Contrabass oboe
- Contrabass oboe in F, Metropolitan Museum of Art

Woodwind instrument
- Classification: Aerophone; Woodwind; Double reed;
- Hornbostel–Sachs classification: 422.112 (Double-reeded aerophone with keys)

Playing range
- Contrabass oboe sounds an octave and a fifth or two octaves below written.

Related instruments
- Oboe; Bass oboe; Heckelphone; Lupophon; Bassoon;

= Contrabass oboe =

Musical instrument lower than an oboe

The contrabass oboe is a double reed woodwind instrument in the key of C or F, sounding two octaves or an octave and a fifth (respectively) lower than the standard oboe.

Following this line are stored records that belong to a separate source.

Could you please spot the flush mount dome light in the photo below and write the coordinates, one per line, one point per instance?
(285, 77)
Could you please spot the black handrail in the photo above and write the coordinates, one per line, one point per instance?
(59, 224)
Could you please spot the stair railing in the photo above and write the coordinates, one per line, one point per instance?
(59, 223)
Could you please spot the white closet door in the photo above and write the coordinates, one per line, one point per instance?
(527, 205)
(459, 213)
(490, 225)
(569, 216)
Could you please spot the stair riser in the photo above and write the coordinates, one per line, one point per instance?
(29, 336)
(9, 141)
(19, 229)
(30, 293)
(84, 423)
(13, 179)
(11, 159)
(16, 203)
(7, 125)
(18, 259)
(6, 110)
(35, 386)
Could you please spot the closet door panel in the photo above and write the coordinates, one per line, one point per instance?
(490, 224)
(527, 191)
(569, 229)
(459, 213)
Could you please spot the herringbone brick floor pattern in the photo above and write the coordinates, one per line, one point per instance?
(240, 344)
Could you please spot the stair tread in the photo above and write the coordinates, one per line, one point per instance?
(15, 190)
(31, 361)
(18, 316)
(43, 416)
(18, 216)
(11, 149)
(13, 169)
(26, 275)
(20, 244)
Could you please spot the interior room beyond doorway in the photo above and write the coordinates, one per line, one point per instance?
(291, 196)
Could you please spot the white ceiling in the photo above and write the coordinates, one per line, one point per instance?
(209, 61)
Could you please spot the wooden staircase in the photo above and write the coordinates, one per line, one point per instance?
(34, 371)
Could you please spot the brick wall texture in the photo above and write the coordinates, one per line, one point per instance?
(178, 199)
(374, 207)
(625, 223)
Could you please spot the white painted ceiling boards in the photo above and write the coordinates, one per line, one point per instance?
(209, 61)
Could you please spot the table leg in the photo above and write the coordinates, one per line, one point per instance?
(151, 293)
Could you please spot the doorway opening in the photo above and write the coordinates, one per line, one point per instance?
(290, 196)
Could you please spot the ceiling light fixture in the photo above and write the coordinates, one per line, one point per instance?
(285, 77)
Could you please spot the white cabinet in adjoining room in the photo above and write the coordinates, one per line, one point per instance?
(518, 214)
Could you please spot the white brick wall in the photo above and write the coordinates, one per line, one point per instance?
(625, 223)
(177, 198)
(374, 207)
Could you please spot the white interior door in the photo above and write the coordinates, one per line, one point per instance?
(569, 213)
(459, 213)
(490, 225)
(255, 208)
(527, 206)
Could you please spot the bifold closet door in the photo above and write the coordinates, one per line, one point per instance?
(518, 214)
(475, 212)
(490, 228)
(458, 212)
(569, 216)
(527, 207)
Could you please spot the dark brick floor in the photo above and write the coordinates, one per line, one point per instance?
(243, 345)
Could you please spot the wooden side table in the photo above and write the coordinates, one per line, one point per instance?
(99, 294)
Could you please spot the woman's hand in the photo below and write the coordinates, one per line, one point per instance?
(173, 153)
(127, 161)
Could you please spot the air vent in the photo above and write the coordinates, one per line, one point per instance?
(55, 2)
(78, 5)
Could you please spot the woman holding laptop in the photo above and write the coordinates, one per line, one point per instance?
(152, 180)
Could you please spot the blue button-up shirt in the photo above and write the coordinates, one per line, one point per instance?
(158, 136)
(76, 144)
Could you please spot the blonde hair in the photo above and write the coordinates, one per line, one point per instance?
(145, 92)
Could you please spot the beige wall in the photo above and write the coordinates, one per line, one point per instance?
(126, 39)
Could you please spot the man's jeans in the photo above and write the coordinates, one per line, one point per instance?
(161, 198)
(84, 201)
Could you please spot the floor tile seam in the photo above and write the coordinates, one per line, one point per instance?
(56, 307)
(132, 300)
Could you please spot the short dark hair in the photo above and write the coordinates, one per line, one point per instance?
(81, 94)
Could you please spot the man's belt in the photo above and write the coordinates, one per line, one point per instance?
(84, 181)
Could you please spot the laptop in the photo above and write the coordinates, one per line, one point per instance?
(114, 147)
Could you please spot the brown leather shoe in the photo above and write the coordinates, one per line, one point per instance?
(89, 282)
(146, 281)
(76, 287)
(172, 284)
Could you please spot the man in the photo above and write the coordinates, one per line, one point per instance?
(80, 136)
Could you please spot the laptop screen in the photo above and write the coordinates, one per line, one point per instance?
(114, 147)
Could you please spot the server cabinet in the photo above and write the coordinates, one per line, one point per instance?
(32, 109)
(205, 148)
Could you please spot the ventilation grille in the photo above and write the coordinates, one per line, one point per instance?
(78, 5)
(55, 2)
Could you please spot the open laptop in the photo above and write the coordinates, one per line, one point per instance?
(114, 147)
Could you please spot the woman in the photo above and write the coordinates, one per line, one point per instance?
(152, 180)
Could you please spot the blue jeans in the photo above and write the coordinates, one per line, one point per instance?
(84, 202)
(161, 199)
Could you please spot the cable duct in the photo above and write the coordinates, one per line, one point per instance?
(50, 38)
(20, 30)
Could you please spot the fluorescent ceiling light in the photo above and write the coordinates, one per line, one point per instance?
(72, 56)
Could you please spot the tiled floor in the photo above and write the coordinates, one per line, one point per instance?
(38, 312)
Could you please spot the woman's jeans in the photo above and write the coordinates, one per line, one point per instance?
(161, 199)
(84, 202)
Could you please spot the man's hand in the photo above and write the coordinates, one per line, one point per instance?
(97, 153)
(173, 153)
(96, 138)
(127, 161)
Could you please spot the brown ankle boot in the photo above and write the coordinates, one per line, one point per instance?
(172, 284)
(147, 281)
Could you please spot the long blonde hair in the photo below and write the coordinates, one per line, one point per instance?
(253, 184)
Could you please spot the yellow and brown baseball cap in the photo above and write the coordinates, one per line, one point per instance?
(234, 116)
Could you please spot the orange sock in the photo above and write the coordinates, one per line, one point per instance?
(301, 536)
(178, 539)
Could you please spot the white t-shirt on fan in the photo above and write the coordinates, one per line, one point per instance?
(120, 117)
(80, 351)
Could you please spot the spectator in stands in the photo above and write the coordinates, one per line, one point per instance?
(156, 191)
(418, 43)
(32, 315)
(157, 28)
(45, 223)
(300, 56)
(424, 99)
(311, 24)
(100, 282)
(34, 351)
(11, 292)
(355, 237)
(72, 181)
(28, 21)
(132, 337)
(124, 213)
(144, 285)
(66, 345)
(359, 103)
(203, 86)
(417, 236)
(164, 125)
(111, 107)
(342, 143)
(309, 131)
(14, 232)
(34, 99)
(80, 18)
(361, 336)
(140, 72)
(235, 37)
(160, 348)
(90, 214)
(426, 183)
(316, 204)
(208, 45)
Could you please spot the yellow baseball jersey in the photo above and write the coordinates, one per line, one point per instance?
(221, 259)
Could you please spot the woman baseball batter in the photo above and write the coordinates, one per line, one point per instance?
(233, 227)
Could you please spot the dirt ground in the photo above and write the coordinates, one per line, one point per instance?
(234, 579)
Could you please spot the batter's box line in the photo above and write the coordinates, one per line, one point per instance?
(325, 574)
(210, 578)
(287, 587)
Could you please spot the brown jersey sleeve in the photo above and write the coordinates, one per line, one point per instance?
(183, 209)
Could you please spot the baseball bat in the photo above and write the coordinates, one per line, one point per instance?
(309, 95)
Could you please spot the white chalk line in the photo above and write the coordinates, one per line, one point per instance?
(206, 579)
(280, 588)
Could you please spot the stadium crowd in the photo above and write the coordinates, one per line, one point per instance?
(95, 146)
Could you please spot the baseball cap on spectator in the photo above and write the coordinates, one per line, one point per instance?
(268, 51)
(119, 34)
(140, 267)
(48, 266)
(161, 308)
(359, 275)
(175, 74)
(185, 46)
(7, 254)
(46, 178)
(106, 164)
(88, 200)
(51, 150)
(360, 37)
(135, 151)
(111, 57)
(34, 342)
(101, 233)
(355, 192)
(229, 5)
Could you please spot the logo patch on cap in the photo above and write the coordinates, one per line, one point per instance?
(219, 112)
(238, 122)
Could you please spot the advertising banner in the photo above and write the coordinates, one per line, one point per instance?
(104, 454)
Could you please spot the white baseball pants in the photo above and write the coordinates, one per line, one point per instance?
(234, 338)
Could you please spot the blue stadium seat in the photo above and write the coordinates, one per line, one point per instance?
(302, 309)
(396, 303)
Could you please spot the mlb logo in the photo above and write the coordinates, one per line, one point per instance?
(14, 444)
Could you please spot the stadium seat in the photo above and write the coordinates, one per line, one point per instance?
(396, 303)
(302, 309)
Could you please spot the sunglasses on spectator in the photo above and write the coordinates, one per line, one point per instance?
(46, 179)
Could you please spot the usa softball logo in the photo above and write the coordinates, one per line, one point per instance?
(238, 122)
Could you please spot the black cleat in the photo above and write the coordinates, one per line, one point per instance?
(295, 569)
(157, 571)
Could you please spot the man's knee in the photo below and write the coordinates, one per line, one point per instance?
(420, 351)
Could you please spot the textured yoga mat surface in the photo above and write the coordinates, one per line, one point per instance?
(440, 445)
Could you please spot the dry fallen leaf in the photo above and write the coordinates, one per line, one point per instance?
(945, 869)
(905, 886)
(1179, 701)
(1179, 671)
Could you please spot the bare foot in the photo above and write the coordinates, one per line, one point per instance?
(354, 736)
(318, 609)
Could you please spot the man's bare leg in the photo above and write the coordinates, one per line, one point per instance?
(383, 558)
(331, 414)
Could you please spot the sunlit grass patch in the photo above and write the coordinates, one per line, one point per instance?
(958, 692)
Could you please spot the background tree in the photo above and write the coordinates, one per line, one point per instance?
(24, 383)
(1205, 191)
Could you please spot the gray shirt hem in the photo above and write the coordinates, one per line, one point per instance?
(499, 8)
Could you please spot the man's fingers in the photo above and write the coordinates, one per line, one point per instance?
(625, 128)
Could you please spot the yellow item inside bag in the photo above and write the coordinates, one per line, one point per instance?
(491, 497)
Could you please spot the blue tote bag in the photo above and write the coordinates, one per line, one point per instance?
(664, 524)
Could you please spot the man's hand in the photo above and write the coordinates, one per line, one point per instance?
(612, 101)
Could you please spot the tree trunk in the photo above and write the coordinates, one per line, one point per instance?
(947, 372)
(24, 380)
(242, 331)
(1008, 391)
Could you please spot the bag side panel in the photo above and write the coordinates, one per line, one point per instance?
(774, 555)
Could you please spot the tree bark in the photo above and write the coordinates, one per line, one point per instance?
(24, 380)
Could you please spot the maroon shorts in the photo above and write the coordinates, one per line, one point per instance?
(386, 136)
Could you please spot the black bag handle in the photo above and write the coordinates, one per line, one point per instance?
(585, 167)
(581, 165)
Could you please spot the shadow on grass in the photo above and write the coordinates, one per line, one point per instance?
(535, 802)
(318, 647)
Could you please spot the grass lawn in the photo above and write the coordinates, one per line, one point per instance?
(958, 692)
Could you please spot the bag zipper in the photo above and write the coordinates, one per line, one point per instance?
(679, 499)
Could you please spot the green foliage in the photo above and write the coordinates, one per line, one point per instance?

Recent research, in particular that by oboe historian Bruce Haynes, suggests that such instruments may have been developed in France as part of an attempt to maintain the complete family of double reed instruments when the oboe was created from the shawm. There was an instrument referred to by H. de Garsault in 1761 as the basse de cromorne or basse de hautbois (Finkelman 2001) which was used by Lully, Charpentier, and other French Baroque composers. This apparently was an oboe-type instrument in the bassoon range. It had, nonetheless, a distinct tonal quality of its own. Richard Strauss states, in his edition of Hector Berlioz's Treatise on Instrumentation, that its tone "...had not the slightest similarity with the low tones of the bassoon" (Berlioz and Strauss 1948).

Despite this distinction, the contrabass oboe never became popular or widely used, and few remain today.